La sinistra riformista cambia strategia:
se prima erano in 4(gatti) a ballare Zapatero
adesso sono tutti a ballare con Zapatero !!!
Secondo me(e non solo) influenzata dalle scelte della sinistra radicale, da Zapatero(che non è la Bibbia, ma non è nemmeno il Pnac) e alle porte dell'elezioni Europee la sinistra razionale, riformista lascia ogni ambiguità e si butta a capofitta nella scelta del "ritiro preventivo".
Il giornale di Polito domani pubblica il discorso di Brahmini, ecco un anticipazione raccolta nell'editoriale.
Il riformista (di domani)
ELETTORALISMI
La sinistra non ha più tempo per l’Onu
Pubblichiamo oggi (domani 29aprile Ndr) quasi integralmente la relazione che Lakdhar Brahimi, inviato speciale di Kofi Annan, ha svolto l’altra sera al consiglio di sicurezza dell’Onu sul processo di transizione in corso in Iraq. Lo facciamo perché in Italia chi chiede il ritiro delle nostre truppe (e ormai si appresta a chiederlo anche la lista Prodi, con una certa fretta, presentando una mozione entro il 15 maggio, da mettere ai voti entro il 28 maggio, data di chiusura del parlamento per la campagna elettorale europea) spiega l’accelerazione sulla base del fatto che i margini della cosiddetta svolta si starebbero esaurendo. Siccome è Brahimi l’incaricato dall’Onu di verificarne la fattibilità, cioè di nominare un governo provvisorio in Iraq entro la scadenza prevista dalla precedente risoluzione approvata all’unanimità (il 30 giugno), ci sembra che sia più attendibile dei leader del centrosinistra italiano nel giudicarne le prospettive. Leggete pure il testo. Ma la frase chiave è alla fine e recita: «C’è molto da fare e il tempo è breve. Il compito di fronte a noi, per compiere il quale abbiamo il forte sostegno del Consiglio di sicurezza - e cioè assistere la formazione di un governo ad interim per il 30 giugno e preparare le elezioni da tenere nel gennaio 2005 - al punto in cui sono le cose non sarà facile. Al contrario, ci sono trappole potenzialmente pericolose e grandi ostacoli ad ogni passo di questa strada. Ma il lavoro è fattibile (<+cors>doable<+tondo>) se ci fissiamo obiettivi saldi nei principi ma realistici, se ci muoviamo in quella direzione con prudenza e se non restiamo soli nel muovere quei passi. Avremo bisogno, in particolare, che il Consiglio di sicurezza sia unito dietro di noi e con noi».

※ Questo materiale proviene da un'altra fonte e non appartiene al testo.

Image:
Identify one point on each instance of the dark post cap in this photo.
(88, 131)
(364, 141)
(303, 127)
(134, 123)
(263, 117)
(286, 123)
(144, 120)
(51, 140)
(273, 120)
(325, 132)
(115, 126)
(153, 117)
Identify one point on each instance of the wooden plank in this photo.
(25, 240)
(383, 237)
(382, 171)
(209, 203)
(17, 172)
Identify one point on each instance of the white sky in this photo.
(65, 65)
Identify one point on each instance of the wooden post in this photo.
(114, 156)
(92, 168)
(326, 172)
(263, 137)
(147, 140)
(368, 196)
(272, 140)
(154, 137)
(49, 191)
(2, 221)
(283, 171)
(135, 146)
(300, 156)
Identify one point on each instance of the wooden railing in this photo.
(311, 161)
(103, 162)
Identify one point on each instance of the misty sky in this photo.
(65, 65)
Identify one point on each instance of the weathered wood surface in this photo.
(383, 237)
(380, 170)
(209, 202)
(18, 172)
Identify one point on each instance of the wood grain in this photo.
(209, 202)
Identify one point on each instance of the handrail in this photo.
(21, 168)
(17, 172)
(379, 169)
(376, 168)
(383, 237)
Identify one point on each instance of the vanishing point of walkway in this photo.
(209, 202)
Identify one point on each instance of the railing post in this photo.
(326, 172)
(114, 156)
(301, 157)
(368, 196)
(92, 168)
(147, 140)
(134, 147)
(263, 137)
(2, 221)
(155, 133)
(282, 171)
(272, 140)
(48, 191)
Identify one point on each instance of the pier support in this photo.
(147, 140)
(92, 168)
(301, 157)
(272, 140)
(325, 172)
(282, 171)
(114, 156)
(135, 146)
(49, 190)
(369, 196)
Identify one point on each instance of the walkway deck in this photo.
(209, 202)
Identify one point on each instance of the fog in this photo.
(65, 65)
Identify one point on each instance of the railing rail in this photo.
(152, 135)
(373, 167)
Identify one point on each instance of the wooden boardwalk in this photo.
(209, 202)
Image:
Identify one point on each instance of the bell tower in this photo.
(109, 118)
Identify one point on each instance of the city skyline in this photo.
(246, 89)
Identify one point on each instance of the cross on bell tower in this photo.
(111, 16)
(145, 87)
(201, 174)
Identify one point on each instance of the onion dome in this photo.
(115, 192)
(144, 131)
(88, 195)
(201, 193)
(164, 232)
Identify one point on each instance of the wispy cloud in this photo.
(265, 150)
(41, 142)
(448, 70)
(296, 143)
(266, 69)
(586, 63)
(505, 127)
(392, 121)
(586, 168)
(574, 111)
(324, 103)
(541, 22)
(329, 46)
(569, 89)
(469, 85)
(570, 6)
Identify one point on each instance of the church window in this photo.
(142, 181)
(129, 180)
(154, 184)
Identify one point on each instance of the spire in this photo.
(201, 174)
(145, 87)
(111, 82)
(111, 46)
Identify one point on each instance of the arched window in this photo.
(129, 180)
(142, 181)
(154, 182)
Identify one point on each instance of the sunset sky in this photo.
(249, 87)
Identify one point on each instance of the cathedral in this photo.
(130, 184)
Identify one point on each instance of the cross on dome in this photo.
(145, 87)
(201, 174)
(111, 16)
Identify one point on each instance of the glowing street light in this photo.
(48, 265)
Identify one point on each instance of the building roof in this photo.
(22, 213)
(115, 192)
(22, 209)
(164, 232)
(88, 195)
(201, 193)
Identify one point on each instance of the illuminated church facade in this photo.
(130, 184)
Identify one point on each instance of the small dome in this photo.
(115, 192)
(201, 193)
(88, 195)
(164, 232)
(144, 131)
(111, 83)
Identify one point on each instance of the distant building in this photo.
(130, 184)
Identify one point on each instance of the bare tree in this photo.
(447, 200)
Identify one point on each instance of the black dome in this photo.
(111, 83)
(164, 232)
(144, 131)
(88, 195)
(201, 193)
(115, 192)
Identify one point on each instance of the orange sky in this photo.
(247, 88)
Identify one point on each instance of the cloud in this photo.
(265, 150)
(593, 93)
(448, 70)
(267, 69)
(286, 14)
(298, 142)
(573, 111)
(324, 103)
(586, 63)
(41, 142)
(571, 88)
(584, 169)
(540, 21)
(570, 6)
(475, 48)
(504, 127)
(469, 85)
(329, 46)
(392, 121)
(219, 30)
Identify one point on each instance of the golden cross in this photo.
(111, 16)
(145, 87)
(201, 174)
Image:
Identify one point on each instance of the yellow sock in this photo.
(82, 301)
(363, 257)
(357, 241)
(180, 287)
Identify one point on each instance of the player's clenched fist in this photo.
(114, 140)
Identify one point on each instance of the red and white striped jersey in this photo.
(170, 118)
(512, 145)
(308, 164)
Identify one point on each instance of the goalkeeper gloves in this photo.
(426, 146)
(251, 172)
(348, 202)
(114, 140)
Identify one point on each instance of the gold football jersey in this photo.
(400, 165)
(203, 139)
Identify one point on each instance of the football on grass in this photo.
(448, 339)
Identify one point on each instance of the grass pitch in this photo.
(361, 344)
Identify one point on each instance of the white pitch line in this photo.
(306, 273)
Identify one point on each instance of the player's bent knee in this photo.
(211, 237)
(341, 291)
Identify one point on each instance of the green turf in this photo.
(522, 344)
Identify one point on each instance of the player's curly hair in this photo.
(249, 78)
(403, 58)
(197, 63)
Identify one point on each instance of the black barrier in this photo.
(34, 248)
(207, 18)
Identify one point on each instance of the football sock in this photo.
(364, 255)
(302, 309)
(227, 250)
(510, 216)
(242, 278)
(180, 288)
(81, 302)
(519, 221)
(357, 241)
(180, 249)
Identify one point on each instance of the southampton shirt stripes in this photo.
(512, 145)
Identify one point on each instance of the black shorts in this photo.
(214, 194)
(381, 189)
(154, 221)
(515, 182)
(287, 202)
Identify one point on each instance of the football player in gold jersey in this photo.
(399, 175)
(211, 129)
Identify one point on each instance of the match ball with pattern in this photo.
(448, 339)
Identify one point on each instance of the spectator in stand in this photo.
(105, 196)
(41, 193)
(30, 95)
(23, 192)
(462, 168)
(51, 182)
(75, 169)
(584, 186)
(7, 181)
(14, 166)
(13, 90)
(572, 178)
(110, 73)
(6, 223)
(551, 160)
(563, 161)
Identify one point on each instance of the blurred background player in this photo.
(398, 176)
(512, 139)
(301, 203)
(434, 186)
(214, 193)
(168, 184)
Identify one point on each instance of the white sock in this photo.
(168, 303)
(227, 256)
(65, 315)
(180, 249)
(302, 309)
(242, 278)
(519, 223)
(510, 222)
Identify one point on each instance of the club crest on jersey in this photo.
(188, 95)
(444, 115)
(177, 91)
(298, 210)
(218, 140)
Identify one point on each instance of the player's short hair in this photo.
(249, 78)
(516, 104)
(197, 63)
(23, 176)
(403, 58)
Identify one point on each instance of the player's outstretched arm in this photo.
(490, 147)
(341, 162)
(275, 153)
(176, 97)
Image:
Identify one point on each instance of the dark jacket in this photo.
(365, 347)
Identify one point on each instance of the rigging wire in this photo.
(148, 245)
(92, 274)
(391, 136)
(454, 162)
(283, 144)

Dunque il lavoro terribilmente difficile di stabilizzare l’Iraq si può fare per Brahimi, ma è già chiaro che non si può fare per l’opposizione in Italia. Ricordiamo, en passant, che Brahimi è un algerino, musulmano sunnita, è stato presidente della Lega araba e in questa veste ha più volte preso le parti di Saddam. Tutto è tranne che un amerikano. Perché dunque la posizione iniziale della lista Prodi («aspettiamo l’Onu») si è trasformata in un «anticipiamo l’Onu»?
La risposta è nelle date, ed è una risposta molto triste. L’opposizione non condiziona più la richiesta del ritiro al 30 giugno, giorno che ha a che fare con la situazione in Iraq; ma al 28 maggio, giorno che ha a che fare solo con la situazione in Italia, perché è l’ultima occasione utile prima delle elezioni. L’urgenza elettorale ha preso il sopravvento sulla considerazione di ciò che è utile all’Iraq, annullando così la differenza che aveva finora distinto la sinistra riformista dal pacifismo senza se e senza ma, pur essendo entrambi stati contrari alla guerra. Si dà così ragione, e forse voti, a Bertinotti e Cossutta, che all’Onu non hanno mai creduto. Oppure si dà ragione, e forse voti, al governo, che ora si aggrappa all’Onu.
Dopo che questa mozione sarà stata votata succederanno le seguenti cose: Brahimi dirà entro la fine di maggio se è riuscito a fare il governo e con chi; gli americani decideranno se accettarlo o meno; le grandi potenze, probabilmente nel G8 della prima decade di giugno e dopo la visita di Bush da Chirac, decideranno se dare il via libera a una nuova risoluzione Onu che riconosca il governo provvisorio varato da Brahimi. In una parola, dopo che in Italia si sarà votato sulla impossibilità della svolta, ci potrebbe essere la svolta. Prodi, lo si capisce dalle dichiarazioni di ieri, non condivide la scelta del ritiro. Fermi allora questa deriva.